Moyle states that the lower Klamath marbled sculpin occurs in the mainstem Klamath River and its tributaries from the Trinity River confluence up to Iron Gate Dam, and that the upper Klamath marbled sculpin inhabits the watershed upstream of Klamath Falls. However, it is likely that this species has also been present in tributaries to the Klamath River between Iron Gate Dam and Klamath Falls. With the removal of four Klamath dams in 2024, populations downstream of the Iron Gate Dam site will now be connected to further upstream populations for the first time since 1918. Surveys of the Lost River watershed in the upper Klamath basin found marbled sculpin to only be occupying a few small headwater streams. Bigeye marbled sculpin are found in the lower Pit River watershed, including tributaries such as Hat Creek, Burney Creek and the Fall River.

=== Habitat preference ===
Bigeye marbled sculpin prefer run or pool habitat, with fine substrate capable of supporting aquatic plants. They are often found in deeper areas of a habitat next to cover features such as aquatic vegetation. A study of the thermal tolerances of the three species found that C.k. macrops preferred temperatures ranging from 11.1 to 14.7 °C, and extended exposure to temperatures above 25 °C was shown to be lethal. Regarding C.k. klamathensis, a study of habitat use in Oregon streams found these marbled sculpins to be most abundant in streams where summer temperatures ranged from 15-20 °C, substrates were coarse, and channel widths were greater than 10 m. Much less is known about the lower Klamath marbled sculpin's habitat use, although they are regularly found in deep, constructed pool habitats in tributaries to the Scott River.

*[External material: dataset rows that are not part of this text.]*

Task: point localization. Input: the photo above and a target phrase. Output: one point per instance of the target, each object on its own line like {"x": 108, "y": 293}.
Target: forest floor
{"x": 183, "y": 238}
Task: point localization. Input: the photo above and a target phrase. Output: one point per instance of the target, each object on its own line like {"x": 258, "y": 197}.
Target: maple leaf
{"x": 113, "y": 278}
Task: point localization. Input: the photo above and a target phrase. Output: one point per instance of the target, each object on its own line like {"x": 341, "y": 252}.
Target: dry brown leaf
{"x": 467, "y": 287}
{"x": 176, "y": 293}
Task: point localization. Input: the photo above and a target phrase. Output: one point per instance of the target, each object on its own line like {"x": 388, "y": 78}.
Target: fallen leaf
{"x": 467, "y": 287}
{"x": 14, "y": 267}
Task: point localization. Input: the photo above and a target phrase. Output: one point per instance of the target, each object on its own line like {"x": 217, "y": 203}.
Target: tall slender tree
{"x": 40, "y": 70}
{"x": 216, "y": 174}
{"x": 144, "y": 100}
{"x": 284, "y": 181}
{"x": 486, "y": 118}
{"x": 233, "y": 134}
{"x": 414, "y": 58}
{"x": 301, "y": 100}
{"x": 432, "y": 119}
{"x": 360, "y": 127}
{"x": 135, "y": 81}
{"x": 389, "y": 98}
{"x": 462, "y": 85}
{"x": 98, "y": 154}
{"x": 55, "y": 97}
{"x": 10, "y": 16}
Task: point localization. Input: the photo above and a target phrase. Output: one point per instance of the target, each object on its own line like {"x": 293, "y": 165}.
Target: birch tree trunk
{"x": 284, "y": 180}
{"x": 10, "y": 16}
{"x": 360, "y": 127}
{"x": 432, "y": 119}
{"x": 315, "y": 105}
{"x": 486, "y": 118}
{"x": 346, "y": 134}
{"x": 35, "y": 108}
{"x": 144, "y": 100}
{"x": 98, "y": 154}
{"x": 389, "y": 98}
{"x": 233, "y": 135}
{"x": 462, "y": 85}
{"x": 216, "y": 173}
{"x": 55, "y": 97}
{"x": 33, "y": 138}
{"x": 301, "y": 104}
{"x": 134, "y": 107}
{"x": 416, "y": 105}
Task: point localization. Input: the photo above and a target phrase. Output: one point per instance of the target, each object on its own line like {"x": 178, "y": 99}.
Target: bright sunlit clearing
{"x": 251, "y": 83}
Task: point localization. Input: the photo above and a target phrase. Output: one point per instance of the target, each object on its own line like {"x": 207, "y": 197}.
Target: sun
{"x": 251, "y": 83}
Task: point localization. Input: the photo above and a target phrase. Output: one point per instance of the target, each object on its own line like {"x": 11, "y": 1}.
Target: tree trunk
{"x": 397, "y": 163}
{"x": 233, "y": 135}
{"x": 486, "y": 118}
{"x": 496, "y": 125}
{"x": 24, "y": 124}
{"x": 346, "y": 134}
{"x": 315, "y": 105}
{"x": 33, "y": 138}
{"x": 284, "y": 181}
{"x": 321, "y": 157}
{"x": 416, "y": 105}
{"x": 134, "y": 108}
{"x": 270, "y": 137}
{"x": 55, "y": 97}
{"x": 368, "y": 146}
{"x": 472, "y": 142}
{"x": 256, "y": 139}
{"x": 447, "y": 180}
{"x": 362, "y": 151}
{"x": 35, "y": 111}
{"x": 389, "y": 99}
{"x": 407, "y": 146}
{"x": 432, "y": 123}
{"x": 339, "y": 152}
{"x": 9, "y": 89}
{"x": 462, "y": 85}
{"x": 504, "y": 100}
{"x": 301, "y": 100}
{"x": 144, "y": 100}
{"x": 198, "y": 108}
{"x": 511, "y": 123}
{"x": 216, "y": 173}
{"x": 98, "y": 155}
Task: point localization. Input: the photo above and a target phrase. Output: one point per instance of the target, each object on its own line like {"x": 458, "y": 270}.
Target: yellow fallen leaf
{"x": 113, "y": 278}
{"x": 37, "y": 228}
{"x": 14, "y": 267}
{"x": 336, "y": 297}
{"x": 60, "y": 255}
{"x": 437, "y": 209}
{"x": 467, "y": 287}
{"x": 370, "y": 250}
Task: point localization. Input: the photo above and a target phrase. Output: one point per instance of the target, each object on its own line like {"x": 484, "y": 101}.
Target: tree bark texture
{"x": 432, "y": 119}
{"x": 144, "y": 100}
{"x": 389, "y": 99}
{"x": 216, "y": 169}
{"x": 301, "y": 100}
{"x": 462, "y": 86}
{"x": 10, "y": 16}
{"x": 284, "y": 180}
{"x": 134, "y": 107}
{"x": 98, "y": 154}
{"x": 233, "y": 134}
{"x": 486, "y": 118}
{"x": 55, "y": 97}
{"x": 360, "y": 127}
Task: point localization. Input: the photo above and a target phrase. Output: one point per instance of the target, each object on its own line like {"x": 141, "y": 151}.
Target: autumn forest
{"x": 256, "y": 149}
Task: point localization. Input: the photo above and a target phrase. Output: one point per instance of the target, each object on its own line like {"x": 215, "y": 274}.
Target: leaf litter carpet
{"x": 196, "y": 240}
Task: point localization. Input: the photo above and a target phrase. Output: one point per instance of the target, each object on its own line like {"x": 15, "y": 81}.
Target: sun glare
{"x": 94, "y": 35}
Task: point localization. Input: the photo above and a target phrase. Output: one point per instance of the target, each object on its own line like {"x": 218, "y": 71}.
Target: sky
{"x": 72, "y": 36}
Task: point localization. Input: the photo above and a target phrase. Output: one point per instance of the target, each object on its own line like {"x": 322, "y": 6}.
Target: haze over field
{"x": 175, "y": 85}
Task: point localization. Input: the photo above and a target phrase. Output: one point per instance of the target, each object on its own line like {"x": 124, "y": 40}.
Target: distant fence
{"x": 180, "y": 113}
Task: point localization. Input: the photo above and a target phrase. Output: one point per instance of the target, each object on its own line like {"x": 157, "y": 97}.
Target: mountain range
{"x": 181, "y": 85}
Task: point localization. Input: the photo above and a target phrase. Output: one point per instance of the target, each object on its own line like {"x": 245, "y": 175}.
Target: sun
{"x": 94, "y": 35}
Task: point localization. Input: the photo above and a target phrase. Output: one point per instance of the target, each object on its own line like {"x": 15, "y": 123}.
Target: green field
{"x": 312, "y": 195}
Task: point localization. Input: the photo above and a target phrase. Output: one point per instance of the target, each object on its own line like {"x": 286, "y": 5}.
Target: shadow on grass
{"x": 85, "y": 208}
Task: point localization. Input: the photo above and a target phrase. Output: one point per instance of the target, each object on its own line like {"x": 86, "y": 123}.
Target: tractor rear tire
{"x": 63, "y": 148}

=== Overlap with other sculpin species ===
Marbled sculpin in the Pit River watershed coexist with Pit sculpin (Cottus pitensis) and rough sculpin (Cottus asperrimus). Upper Klamath marbled sculpin are one of three sculpin species in the upper Klamath region, which also includes slender sculpin (Cottus tenuis) and Klamath Lake sculpin (Cottus princeps). In addition to C.k. polyporus, the lower Klamath River hosts prickly sculpin (Cottus asper) and coastrange sculpin (Cottus aleuticus), although the lower Klamath marbled sculpin may only exist further upstream than these other two species. Moyle postulates that C.k. polyporus moved into the lower river after geohydrologic shifts in the Pleistocene caused increased spill over from Upper Klamath Lake and the eventual carving of a permanent channel connecting to the Klamath River.

== Biology ==
Bigeye marbled sculpin mature sexually after around two years, and spawning takes place in February and March. Females produce 139-650 eggs, which are deposited as adhesive clusters under flat rocks alongside embryos from other females. Males guard these nests, which have been found to include 826-2,200 embryos.

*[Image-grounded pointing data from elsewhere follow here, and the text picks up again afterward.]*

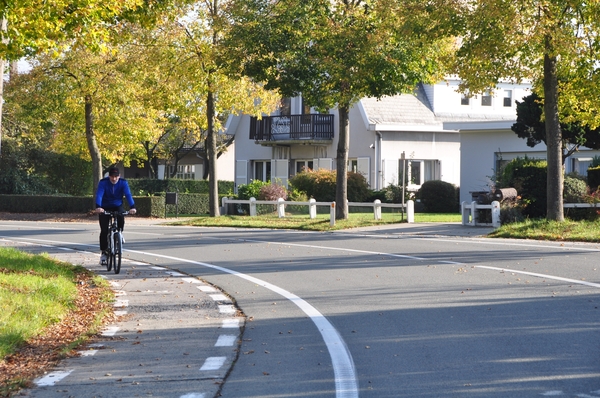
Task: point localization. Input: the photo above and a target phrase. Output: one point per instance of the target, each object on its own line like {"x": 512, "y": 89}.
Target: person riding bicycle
{"x": 109, "y": 197}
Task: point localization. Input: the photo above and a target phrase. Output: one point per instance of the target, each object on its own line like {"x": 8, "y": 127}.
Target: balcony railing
{"x": 316, "y": 127}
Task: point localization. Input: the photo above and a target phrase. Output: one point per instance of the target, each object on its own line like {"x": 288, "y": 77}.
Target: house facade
{"x": 434, "y": 133}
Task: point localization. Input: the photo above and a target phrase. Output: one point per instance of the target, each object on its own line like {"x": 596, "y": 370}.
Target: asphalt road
{"x": 404, "y": 311}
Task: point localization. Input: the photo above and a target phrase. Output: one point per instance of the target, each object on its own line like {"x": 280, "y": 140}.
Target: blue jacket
{"x": 110, "y": 195}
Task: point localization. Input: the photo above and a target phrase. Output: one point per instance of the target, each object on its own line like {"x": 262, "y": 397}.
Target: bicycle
{"x": 115, "y": 242}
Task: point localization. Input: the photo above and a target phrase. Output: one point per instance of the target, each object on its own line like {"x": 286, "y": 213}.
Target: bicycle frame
{"x": 115, "y": 242}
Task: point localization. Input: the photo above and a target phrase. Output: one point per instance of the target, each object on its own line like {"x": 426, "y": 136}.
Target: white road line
{"x": 226, "y": 340}
{"x": 220, "y": 297}
{"x": 230, "y": 323}
{"x": 557, "y": 278}
{"x": 227, "y": 309}
{"x": 207, "y": 289}
{"x": 213, "y": 363}
{"x": 52, "y": 378}
{"x": 346, "y": 383}
{"x": 110, "y": 331}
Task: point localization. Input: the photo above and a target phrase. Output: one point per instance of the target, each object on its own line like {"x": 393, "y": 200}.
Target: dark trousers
{"x": 105, "y": 223}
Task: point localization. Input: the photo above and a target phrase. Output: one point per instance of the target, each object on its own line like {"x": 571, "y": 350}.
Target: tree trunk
{"x": 341, "y": 186}
{"x": 92, "y": 143}
{"x": 554, "y": 185}
{"x": 211, "y": 154}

At the time of emergence, larvae range from 6-8 mm in total length. They average 39 mm (standard length) at the end of their first year, then 55 mm, 62 mm, 70 mm, and 79 mm at the end of each successive year, respectively. Around five years appears to be the maximum lifespan.

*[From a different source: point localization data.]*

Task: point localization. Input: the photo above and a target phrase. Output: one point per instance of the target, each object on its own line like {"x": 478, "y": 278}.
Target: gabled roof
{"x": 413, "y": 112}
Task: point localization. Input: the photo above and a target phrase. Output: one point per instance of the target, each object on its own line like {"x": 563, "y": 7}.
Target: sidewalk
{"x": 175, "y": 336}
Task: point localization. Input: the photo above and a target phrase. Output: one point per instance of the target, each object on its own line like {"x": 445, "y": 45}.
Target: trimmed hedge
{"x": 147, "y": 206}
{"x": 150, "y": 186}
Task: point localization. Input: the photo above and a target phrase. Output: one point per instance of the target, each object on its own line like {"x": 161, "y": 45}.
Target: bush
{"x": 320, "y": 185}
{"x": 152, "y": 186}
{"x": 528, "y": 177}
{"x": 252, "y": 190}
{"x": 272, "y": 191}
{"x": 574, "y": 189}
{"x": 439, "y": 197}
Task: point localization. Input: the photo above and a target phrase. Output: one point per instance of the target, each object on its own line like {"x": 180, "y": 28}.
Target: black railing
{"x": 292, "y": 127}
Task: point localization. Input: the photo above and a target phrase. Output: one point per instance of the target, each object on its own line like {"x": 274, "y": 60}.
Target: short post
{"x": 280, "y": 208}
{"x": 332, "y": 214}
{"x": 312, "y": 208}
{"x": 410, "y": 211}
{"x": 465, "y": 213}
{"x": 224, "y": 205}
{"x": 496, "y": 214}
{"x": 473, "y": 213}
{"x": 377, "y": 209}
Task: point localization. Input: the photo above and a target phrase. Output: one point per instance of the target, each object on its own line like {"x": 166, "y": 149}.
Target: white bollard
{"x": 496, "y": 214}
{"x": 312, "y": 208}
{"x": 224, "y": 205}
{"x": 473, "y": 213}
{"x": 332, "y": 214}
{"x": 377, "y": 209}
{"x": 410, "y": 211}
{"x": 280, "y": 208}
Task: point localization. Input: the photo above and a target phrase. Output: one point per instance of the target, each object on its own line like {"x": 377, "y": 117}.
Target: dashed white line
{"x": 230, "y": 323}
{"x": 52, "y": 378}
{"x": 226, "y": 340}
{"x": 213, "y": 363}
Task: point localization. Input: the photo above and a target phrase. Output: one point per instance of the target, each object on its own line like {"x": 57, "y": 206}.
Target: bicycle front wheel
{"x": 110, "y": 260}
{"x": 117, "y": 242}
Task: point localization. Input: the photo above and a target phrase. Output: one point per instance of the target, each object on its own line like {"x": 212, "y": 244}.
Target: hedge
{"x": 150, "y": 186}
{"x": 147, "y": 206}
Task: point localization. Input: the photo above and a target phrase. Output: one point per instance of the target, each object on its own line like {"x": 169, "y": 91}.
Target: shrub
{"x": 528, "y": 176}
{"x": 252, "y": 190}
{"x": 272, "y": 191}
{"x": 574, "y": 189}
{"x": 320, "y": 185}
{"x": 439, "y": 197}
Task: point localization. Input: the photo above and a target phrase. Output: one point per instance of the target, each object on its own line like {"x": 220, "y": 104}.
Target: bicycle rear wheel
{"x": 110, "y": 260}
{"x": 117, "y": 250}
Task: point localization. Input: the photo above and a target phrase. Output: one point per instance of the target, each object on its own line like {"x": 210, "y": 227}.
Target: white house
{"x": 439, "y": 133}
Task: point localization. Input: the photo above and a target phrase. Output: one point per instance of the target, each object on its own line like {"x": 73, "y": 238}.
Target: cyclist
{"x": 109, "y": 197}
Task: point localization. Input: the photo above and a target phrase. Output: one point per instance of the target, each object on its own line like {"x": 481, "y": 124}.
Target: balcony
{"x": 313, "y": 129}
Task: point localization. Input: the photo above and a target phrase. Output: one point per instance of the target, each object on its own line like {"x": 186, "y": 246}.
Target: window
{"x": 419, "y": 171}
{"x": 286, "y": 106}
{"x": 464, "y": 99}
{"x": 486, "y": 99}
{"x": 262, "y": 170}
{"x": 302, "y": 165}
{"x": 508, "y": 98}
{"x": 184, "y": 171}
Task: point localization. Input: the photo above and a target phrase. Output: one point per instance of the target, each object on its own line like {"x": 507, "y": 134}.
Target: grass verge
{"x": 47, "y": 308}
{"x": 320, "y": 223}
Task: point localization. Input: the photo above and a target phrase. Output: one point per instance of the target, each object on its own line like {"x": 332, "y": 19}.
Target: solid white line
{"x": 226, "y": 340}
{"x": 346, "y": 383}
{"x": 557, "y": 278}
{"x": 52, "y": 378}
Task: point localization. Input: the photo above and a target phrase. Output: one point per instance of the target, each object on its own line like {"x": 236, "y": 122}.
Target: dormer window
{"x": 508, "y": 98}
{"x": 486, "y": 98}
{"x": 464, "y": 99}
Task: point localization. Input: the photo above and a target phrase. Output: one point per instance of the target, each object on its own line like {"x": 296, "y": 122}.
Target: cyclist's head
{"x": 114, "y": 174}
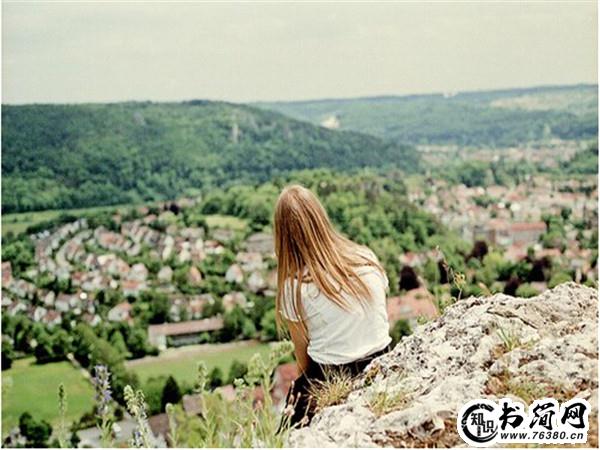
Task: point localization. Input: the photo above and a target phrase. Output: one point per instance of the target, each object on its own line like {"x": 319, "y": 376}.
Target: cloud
{"x": 78, "y": 52}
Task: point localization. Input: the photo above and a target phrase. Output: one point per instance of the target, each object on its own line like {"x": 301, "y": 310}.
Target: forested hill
{"x": 64, "y": 156}
{"x": 486, "y": 118}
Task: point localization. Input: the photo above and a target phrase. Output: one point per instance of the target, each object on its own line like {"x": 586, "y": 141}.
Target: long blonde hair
{"x": 309, "y": 249}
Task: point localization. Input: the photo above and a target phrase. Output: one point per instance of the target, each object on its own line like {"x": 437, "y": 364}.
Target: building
{"x": 526, "y": 233}
{"x": 120, "y": 313}
{"x": 261, "y": 243}
{"x": 182, "y": 333}
{"x": 415, "y": 304}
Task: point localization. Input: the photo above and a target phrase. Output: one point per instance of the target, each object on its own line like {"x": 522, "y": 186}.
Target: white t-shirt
{"x": 338, "y": 336}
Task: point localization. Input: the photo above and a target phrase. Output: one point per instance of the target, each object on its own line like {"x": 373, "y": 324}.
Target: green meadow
{"x": 29, "y": 387}
{"x": 182, "y": 362}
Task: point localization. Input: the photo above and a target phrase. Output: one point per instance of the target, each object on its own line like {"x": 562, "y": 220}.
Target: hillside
{"x": 481, "y": 347}
{"x": 67, "y": 156}
{"x": 486, "y": 118}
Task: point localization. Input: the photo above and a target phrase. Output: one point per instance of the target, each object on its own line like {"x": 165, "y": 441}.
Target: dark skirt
{"x": 300, "y": 399}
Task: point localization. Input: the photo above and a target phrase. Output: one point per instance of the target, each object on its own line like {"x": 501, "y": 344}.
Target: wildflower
{"x": 101, "y": 382}
{"x": 136, "y": 405}
{"x": 201, "y": 377}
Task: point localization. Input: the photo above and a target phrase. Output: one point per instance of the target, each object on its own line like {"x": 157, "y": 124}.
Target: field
{"x": 182, "y": 362}
{"x": 18, "y": 222}
{"x": 29, "y": 387}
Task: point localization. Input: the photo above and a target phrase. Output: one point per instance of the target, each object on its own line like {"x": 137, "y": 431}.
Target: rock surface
{"x": 493, "y": 347}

There is little information in the literature regarding diets and feeding behavior of marbled sculpin. Other sculpin species present in the region primarily feed on aquatic insect larvae and amphipods. Sculpins have a reputation for consuming salmon and trout eggs following spawning events, but there is little evidence for this behavior in the sculpins of inland northern California outside of an experimental setting.

== Conservation status ==
There is no data available on marbled sculpin population trends. Moyle speculates that marbled sculpin populations in both the Pit and Klamath basins have been negatively impacted by anthropogenic activities such as agricultural diversions and runoff, grazing of riparian areas, introduction of invasive piscivores, etc. The International Union for the Conservation of Nature conducted a status review on marbled sculpin in 2011 and deemed the species' conservation need to be of "Least Concern". However, this report also lacks any real data on the abundance of this species.